El domingo 17 de julio de 2005, once miembros de las brigadas forestales murieron en un incendio declarado en Guadalajara. El fuego, que acabó arrasando más de diez mil hectáreas, había comenzado un día antes, y pese a su rápido avance el gobierno de Castilla-La Mancha no dio la voz de alerta ni pidió ayuda a las comunidades de Madrid o Valencia, que podían haberla socorrido, hasta que la tragedia se consumó. Recuerdo bien aquel triste suceso porque a la mañana siguiente monopolizó la tertulia del programa Hoy por Hoy, de la cadena SER, en la que en aquel momento participaba bajo la dirección del hoy secretario de Estado de Comunicación, Miguel Ángel Oliver. Algunos consideramos que la consejera de Agricultura debía dimitir, no por ser culpable directa de aquellas muertes, sino por ser responsable de la descoordinación en medio de la cual se había producido el fatal desenlace. El día 21, la consejera dimitió.

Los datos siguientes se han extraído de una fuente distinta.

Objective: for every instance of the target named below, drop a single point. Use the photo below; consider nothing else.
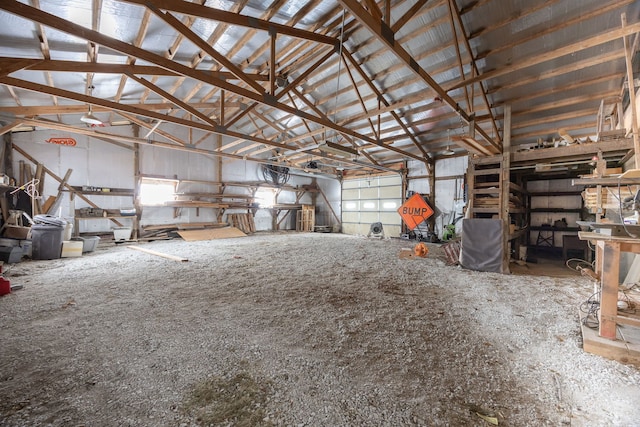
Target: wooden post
(432, 194)
(506, 183)
(609, 293)
(8, 155)
(632, 95)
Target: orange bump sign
(69, 142)
(415, 211)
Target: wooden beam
(583, 15)
(195, 39)
(79, 31)
(549, 55)
(385, 35)
(11, 126)
(208, 12)
(575, 150)
(54, 65)
(632, 94)
(178, 102)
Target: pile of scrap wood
(169, 231)
(243, 222)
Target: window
(157, 191)
(265, 198)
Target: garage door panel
(369, 217)
(374, 199)
(351, 217)
(389, 217)
(351, 194)
(351, 183)
(384, 181)
(369, 193)
(388, 192)
(390, 205)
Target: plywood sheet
(218, 233)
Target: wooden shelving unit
(493, 195)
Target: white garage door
(369, 200)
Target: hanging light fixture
(88, 117)
(448, 151)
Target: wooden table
(608, 250)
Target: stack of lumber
(243, 222)
(305, 218)
(609, 198)
(168, 231)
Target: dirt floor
(298, 329)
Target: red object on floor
(5, 286)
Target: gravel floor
(298, 329)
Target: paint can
(5, 286)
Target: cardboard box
(121, 233)
(10, 254)
(71, 248)
(16, 232)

Nada tiene que ver aquel lamentable suceso en el que once personas perdieron la vida, con la crisis sanitaria que vivimos como consecuencia de la pandemia causada por el coronavirus que en diciembre pasado debutó en una provincia china y que en poco más de un trimestre ha provocado una parálisis mundial sin precedentes en la historia, hasta el punto de que la frase «nada volverá a ser igual después de esto» se ha convertido en un lugar común en boca de expertos de todas las especialidades, da igual que quienes hablen sean eminentes virólogos, prestigiosos politólogos o sesudos economistas. Nada, salvo dos cosas: la falta de medios y la descoordinación. Aquel de 2005 fue un aviso fatídico de que nuestro Estado no funcionaba en situaciones de emergencia y de que, aun sin haber estallado la crisis de las subprime, que no abocaría al mundo a una de las mayores depresiones que se recuerdan hasta justo tres años después, los recortes ya se estaban cebando sobre los recursos que garantizan la seguridad básica de los ciudadanos. Castilla-La Mancha, sencillamente, no tenía medios aquel día en que se declaró hace quince años el incendio para luchar contra él. Pero, gobernada la región por el Partido Socialista, tampoco los pidió con tiempo suficiente a sus vecinos, que eran dos comunidades entonces regidas por el PP. El virus que produce la COVID19, ahora, no ha hecho sino poner en evidencia que aquellos males que a pequeña escala reflejó ese suceso de Guadalajara (falta de coordinación, falta de un mando único en situaciones de emergencia, falta de medios para combatirla) no eran una anécdota, sino el reflejo de una peligrosísima constante.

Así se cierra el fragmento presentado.